Customized duration data construction: An example of deriving unemployment insurance variables using SPSS

Warning View the most recent version.

Archived Content

Information identified as archived is provided for reference, research or recordkeeping purposes. It is not subject to the Government of Canada Web Standards and has not been altered or updated since it was archived. Please "contact us" to request a format other than those available.

by Kailing Shen1

Abstract
Introduction
Outline of Constructing UI Spells from SLID
General procedures of duration data manipulation
Conclusion

Abstract

Developed initially for the author's research on Unemployment Insurance (UI), this article summarizes a set of procedures for constructing customized duration data, using SPSS software and the Survey of Labour and Income Dynamics (SLID). These procedures could be used to merge, deduce, or match multiple duration datasets.

1. Introduction

The Survey of Labour and Income Dynamics (SLID) is one of the most important Canadian panel data for labour market studies, for which the impacts of unemployment insurance (UI) policy has remained one of the central issues.  But there is one major data challenge in using SLID for UI studies – derivation of UI spells2 and UI variables.3

This paper provides an outline of the data construction procedures I developed while using SLID for UI studies. It also provides a general set of procedures for customized duration data construction.  Although the examples here are closely related to UI and labour market studies, the intuitions behind are expected to be useful in other areas as well.
 
In section 2, I first outline the overall process of UI spells derivation. Then, section 3 presents a set of programming procedures for duration data manipulation. Finally, section 4 concludes by discussing the possibility of applying the techniques here using computer languages other than SPSS.

2. Outline of Constructing UI Spells from SLID

Some explanations are in order here:

First, the SLIDret application is provided by Statistics Canada for retrieving SLID data, which is organized as a relational database. Each SLID query has to specify whether the query is in terms of person, person-job, or person-job absence, etc. Since we are using all of these types of data, multiple SLIDret queries are needed. Also, there is a limit on the maximum number of variables that can be included in each query.  This also means several smaller sized queries are often easier to get than one big one.4

Second, all the spells referred above are defined in calendar terms, starting date and ending date. The term 'merge' means to add the set of calendar dates covered by multiple spells together, while 'deduct' means to delete one set of dates from another set of dates (if there are overlappings).
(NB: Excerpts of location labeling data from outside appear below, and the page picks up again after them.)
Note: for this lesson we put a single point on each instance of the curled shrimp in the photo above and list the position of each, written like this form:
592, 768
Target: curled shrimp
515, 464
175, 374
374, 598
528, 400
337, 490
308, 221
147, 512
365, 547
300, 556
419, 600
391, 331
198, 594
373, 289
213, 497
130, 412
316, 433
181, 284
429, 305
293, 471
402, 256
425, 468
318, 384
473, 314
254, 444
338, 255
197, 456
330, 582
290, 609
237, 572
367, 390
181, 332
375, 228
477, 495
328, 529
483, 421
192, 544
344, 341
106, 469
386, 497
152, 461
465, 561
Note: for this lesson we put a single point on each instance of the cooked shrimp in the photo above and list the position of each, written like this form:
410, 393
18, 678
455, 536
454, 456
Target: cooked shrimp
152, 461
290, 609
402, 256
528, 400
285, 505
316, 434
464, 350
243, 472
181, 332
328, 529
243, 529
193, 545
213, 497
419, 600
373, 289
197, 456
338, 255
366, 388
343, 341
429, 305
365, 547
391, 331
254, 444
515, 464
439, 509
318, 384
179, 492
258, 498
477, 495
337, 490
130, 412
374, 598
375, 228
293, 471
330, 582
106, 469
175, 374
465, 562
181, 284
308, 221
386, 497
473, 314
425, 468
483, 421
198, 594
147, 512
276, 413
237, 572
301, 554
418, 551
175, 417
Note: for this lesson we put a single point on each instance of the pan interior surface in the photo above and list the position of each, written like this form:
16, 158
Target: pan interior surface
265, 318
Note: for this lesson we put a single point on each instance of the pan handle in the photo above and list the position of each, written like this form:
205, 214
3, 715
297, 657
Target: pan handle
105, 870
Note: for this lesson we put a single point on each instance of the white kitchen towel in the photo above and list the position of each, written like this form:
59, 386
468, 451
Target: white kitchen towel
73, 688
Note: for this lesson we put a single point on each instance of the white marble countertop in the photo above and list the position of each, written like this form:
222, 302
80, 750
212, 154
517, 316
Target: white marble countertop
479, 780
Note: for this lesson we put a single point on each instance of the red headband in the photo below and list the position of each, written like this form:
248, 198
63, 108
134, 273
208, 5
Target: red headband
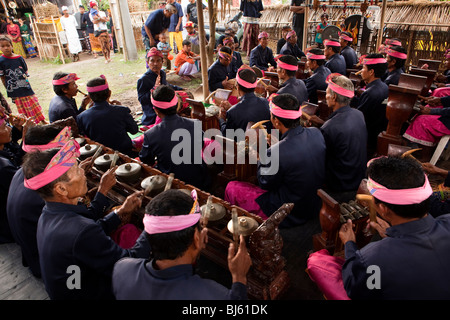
400, 196
392, 42
312, 56
60, 140
396, 54
285, 65
163, 224
244, 83
60, 164
226, 40
98, 88
332, 43
154, 52
263, 35
339, 90
282, 113
290, 34
346, 37
374, 60
164, 104
224, 55
65, 80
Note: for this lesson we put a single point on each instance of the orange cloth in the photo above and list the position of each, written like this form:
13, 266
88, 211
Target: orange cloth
182, 58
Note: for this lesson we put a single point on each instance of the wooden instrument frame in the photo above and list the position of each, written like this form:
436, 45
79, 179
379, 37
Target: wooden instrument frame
267, 278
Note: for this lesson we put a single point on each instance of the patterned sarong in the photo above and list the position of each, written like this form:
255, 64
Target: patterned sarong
95, 44
30, 107
244, 194
250, 39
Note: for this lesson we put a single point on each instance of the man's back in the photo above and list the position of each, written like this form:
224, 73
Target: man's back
175, 283
301, 155
413, 262
183, 158
108, 125
250, 109
346, 140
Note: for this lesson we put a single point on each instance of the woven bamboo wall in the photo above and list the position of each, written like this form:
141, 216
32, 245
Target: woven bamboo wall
422, 26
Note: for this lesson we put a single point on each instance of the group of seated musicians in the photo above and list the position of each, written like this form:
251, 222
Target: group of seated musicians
330, 154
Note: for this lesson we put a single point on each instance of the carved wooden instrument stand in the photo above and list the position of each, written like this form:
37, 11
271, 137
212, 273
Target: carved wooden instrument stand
400, 104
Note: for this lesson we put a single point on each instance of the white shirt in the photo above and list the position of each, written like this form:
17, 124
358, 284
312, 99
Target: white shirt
101, 25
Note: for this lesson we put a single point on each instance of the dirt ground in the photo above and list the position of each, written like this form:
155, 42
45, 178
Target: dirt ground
121, 75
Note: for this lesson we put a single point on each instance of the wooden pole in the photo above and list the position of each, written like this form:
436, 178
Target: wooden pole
305, 26
59, 43
37, 36
202, 40
380, 32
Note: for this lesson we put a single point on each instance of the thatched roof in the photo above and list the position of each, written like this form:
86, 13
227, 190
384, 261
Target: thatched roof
420, 15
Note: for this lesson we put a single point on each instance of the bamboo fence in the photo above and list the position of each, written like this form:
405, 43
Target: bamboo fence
422, 26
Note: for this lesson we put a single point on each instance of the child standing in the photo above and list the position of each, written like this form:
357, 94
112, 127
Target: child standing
193, 37
165, 48
14, 73
322, 25
185, 62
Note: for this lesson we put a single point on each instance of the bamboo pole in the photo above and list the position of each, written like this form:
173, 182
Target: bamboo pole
305, 27
38, 38
202, 39
380, 32
59, 42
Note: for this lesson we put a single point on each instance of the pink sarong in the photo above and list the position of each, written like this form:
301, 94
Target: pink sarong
244, 194
126, 236
427, 129
326, 271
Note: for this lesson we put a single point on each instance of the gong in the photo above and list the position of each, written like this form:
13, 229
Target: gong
246, 225
330, 32
354, 21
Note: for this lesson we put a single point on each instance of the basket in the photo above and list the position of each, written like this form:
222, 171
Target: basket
45, 10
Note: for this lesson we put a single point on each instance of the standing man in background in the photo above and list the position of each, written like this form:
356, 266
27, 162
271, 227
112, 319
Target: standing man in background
298, 20
252, 12
175, 27
81, 28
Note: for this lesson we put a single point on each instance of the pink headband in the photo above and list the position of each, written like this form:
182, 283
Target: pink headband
224, 55
263, 35
346, 37
227, 40
60, 140
382, 49
290, 34
332, 43
245, 83
400, 196
154, 52
65, 80
165, 104
60, 164
285, 114
397, 54
312, 56
339, 90
163, 224
284, 65
392, 42
374, 60
100, 87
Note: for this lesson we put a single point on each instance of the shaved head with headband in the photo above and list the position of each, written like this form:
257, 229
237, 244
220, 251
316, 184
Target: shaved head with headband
401, 184
286, 109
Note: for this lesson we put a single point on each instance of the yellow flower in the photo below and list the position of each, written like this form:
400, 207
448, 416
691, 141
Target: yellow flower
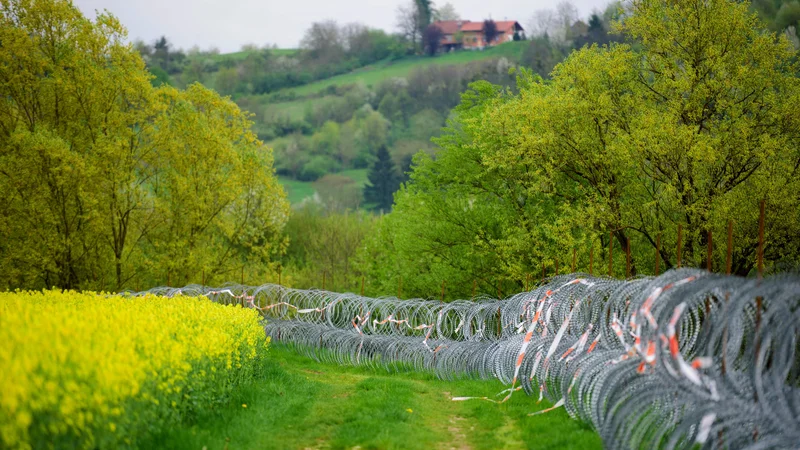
80, 358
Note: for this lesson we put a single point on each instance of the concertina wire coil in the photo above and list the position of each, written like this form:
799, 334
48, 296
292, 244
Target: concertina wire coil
684, 359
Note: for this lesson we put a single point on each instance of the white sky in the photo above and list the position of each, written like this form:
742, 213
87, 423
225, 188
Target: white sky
228, 24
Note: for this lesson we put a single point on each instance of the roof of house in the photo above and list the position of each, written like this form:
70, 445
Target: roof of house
503, 26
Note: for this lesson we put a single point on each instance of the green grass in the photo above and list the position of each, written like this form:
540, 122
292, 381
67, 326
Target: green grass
300, 403
357, 175
297, 191
238, 56
373, 74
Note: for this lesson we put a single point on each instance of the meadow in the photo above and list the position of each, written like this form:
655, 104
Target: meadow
297, 191
300, 403
373, 74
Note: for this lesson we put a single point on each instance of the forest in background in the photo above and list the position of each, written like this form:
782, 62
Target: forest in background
349, 90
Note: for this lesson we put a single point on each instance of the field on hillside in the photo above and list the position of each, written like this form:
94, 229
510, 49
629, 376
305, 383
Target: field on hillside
374, 74
301, 403
297, 191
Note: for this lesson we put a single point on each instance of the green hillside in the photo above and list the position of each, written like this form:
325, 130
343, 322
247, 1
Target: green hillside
373, 74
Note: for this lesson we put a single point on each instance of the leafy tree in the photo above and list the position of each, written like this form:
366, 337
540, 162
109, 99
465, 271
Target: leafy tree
432, 39
541, 56
446, 12
338, 193
120, 181
323, 42
383, 182
490, 31
325, 241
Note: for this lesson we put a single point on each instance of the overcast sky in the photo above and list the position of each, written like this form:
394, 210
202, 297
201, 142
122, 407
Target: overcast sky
228, 24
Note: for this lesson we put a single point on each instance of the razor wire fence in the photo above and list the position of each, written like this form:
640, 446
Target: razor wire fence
683, 359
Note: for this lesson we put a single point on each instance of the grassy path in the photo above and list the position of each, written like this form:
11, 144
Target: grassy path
301, 403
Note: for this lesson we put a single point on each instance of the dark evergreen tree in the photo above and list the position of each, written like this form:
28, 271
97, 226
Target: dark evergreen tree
383, 182
432, 39
490, 31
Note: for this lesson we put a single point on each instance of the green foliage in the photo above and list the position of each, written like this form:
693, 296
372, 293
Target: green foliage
383, 182
324, 239
692, 128
313, 404
110, 182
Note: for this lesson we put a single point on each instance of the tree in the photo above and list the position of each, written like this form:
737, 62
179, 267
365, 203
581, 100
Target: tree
323, 42
383, 182
490, 31
425, 12
408, 22
413, 19
691, 127
432, 39
338, 193
446, 12
121, 181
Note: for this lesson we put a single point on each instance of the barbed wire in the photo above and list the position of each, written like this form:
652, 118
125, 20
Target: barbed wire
673, 361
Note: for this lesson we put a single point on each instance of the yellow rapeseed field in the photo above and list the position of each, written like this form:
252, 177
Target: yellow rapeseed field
93, 370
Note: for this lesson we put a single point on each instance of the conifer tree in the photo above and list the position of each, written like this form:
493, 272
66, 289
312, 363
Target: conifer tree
383, 181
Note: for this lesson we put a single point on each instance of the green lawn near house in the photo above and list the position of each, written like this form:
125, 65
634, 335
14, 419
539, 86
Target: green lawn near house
300, 403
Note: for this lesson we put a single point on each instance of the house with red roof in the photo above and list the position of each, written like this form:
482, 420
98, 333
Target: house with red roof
466, 34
Third, several -- but not all -- institutional features of the Canadian unemployment insurance program are considered. Specifically, spells not eligible for receiving UI benefits are excluded from the Observation Windows (OWs); and, the connection of Paid Working Spells (PWSs) separated by less than 15 days is meant to match the two-week waiting period of any initial UI benefit payment period.

Last, the SLID does have an individual UI region variable, but it is uniformly defined according to the UI rules in 1996 June. Since 1993, there are 3 different sets of boundaries in effect: 1994 July, 1996 June, and 2000 July. Therefore, here I use postal code data to backup the applicable UI regions at each point of time.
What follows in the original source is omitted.